The Mist (2007)
You’ll remember Frank Darabont from The Shawshank Redemption and The Green Mile, two films he wrote and directed before The Mist. Though it’s not in the same caliber as those two films (Shawshank is on my short list of best movies ever) they all share the distinction of being more-or-less faithful adaptations of Steven King stories.
The Mist is a monster story with a very simple premise: An impenetrable and mysterious mist rolls over a city, bringing with it strange creatures that threaten a group of strangers and half the cast of The Walking Dead as they cower inside a grocery store.
Now, Darabont is no stranger to horror. Uncredited, he rewrote a significant amount of Wes Craven’s original screenplay for Nightmare on Elm Street 3: The Dream Warriors, tightening it up and giving it much needed focus. More recently, he’s responsible to bringing The Walking Dead to life.
The Mist is as tightly plotted and focused as all his output, and the characters are surprisingly well-drawn for a movie with so many of them. Lots of recognizable faces round out the cast and everyone rises to the occasion. As usual, I won’t give away much detail here, only to say that you’ll definitely care who lives and who dies and find yourself rooting for some folks over others.

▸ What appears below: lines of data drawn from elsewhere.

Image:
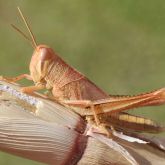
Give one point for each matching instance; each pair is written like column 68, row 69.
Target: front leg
column 31, row 89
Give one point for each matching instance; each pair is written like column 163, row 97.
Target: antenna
column 28, row 28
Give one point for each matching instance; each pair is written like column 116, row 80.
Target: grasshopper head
column 40, row 62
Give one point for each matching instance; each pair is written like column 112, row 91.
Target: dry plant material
column 73, row 90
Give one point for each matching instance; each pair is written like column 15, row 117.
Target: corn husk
column 37, row 128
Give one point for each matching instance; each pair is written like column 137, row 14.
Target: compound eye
column 45, row 54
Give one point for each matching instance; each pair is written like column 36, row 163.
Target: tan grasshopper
column 73, row 89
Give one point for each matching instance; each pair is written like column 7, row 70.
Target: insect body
column 73, row 89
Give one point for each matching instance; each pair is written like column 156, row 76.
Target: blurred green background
column 119, row 45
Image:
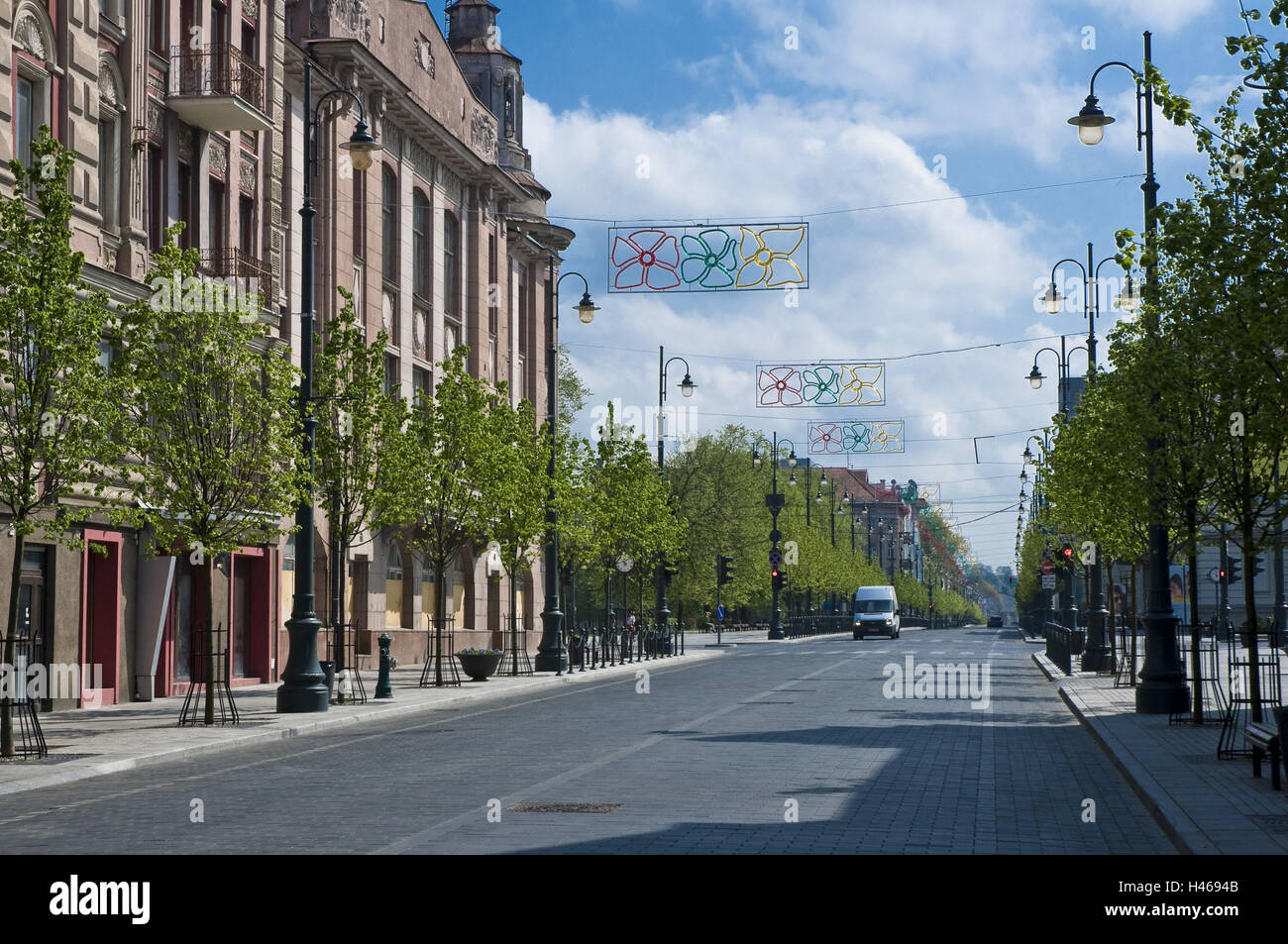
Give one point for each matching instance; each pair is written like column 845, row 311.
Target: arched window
column 423, row 262
column 389, row 207
column 451, row 262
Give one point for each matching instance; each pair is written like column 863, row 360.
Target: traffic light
column 724, row 570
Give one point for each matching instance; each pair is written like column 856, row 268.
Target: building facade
column 192, row 112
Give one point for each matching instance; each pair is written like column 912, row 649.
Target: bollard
column 382, row 687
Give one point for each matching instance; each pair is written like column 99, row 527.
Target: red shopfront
column 244, row 603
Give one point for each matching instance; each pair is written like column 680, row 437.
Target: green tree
column 214, row 423
column 359, row 420
column 58, row 408
column 433, row 474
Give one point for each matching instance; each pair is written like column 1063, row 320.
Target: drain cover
column 1275, row 823
column 565, row 807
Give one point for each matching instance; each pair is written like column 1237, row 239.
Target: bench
column 1263, row 739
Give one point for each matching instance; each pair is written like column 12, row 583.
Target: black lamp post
column 687, row 386
column 303, row 689
column 1162, row 689
column 1096, row 655
column 550, row 652
column 774, row 501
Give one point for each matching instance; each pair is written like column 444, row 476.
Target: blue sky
column 871, row 103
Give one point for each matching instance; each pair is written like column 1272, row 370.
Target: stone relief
column 483, row 133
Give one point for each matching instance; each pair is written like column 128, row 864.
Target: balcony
column 217, row 88
column 250, row 274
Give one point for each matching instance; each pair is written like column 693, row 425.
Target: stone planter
column 480, row 666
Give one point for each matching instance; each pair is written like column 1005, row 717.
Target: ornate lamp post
column 550, row 653
column 687, row 386
column 303, row 689
column 1162, row 689
column 1096, row 655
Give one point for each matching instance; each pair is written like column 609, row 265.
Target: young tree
column 58, row 410
column 429, row 483
column 359, row 421
column 214, row 424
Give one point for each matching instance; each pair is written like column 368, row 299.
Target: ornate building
column 191, row 111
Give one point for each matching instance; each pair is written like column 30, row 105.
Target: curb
column 1183, row 831
column 329, row 720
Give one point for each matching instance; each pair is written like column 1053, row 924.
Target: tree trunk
column 1196, row 627
column 207, row 578
column 9, row 647
column 439, row 618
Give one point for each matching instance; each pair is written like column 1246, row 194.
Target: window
column 156, row 197
column 108, row 170
column 451, row 274
column 390, row 374
column 389, row 213
column 360, row 214
column 158, row 22
column 423, row 262
column 188, row 205
column 218, row 215
column 493, row 290
column 27, row 121
column 246, row 224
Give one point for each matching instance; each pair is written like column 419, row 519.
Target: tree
column 429, row 483
column 214, row 423
column 58, row 410
column 359, row 421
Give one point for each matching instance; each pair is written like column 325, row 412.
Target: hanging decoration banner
column 737, row 257
column 855, row 436
column 820, row 385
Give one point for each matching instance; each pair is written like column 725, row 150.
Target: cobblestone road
column 716, row 758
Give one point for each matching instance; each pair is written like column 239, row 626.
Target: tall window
column 156, row 197
column 26, row 119
column 451, row 261
column 360, row 214
column 389, row 210
column 188, row 205
column 423, row 262
column 108, row 170
column 493, row 290
column 218, row 215
column 156, row 34
column 246, row 224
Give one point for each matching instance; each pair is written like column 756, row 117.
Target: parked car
column 876, row 610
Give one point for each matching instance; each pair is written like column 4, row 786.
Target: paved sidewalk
column 90, row 742
column 1203, row 803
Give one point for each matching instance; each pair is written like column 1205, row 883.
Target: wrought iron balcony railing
column 217, row 69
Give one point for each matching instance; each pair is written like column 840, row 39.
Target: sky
column 938, row 129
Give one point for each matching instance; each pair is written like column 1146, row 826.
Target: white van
column 876, row 610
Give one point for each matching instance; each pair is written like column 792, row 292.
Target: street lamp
column 687, row 385
column 1162, row 689
column 303, row 687
column 550, row 652
column 774, row 501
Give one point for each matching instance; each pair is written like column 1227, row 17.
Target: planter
column 480, row 666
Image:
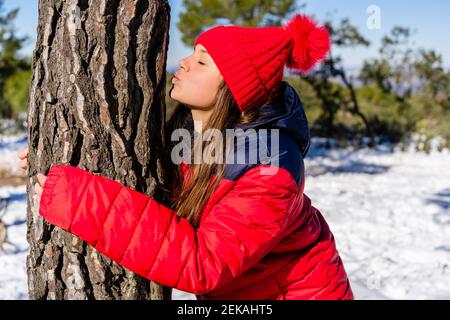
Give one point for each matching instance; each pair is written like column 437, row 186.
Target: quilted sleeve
column 153, row 241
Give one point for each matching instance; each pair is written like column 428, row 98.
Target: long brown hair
column 189, row 196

As is usually the case with these Trapped Strangers In Peril stories, the horrors outside barely hold a candle to the fighting and tension between the personalities inside. It doesn’t take long for a Lord of the Flies mentality to develop, and various factions begin separating to rally behind different leaders with their own particular takes on what is happening and needs to be done. I found all this 100% believable. Truly, the writing is excellent here.
But let’s not diminish the dangers outside. Though he clearly has the budget, Darabont adopts a a less-is-more approach with the monsters. We’re only allowed a good close look at the smallest creatures. They’re still deadly as hell, but we know they’re mere houseflies compared to the larger, more threatening creatures we can only glimpse in quick shadows through the impenetrable fog. As always, it’s an effective and terrifying approach.
Where are the creatures from? What caused this to happen? How can they possibly pull through this? And at what cost? By the end, the answers to those questions are incomplete but wholly satisfying. I highly recommend this movie.
NOW THAT YOU’VE SEEN THE FILM…
******* SPOILERS ********
Man, what a bleak ending – even bleaker than King’s original novella. I sat for a long while afterward, trying to consider the point Darabont was trying to make with his change.
In the end, I settled on two possibilities:
1) It’s just a cool way to wrap things up.
2) Darabont is making a quasi-political statement. Maybe that’s not his primary goal, but I saw some obvious parallels with the rise of the more militant and pushy faith-based movements and culture wars of Bush-era politics.
Inside the store, as one character pointed out, they already had all the food they could have wanted, medicine, and shelter from the elements. It didn’t always work out, but a little more organization and planning could have led to better defense from the creatures the occasionally broke through the glass.
In the end, all they had to do was get along with each other and wait. The Mist would pass over as yet another temporary problem and the government would sweep through to clean up the mess it created.
Even if it’s a stretch to draw parallels to a particular time in politics, it does speak to the nature of how we deal with crisis as a society – our tendencies to deny, then overreact, then slip into a mode of permanently perceived peril where we forget that this, too, shall pass.
Meanwhile, we remain blind to our good fortune, all things considered. And every crisis, no matter how severe, eventually becomes another touchstone in human history, leaving only casualties in its wake – at least as many from our own cannibalism than any external forces.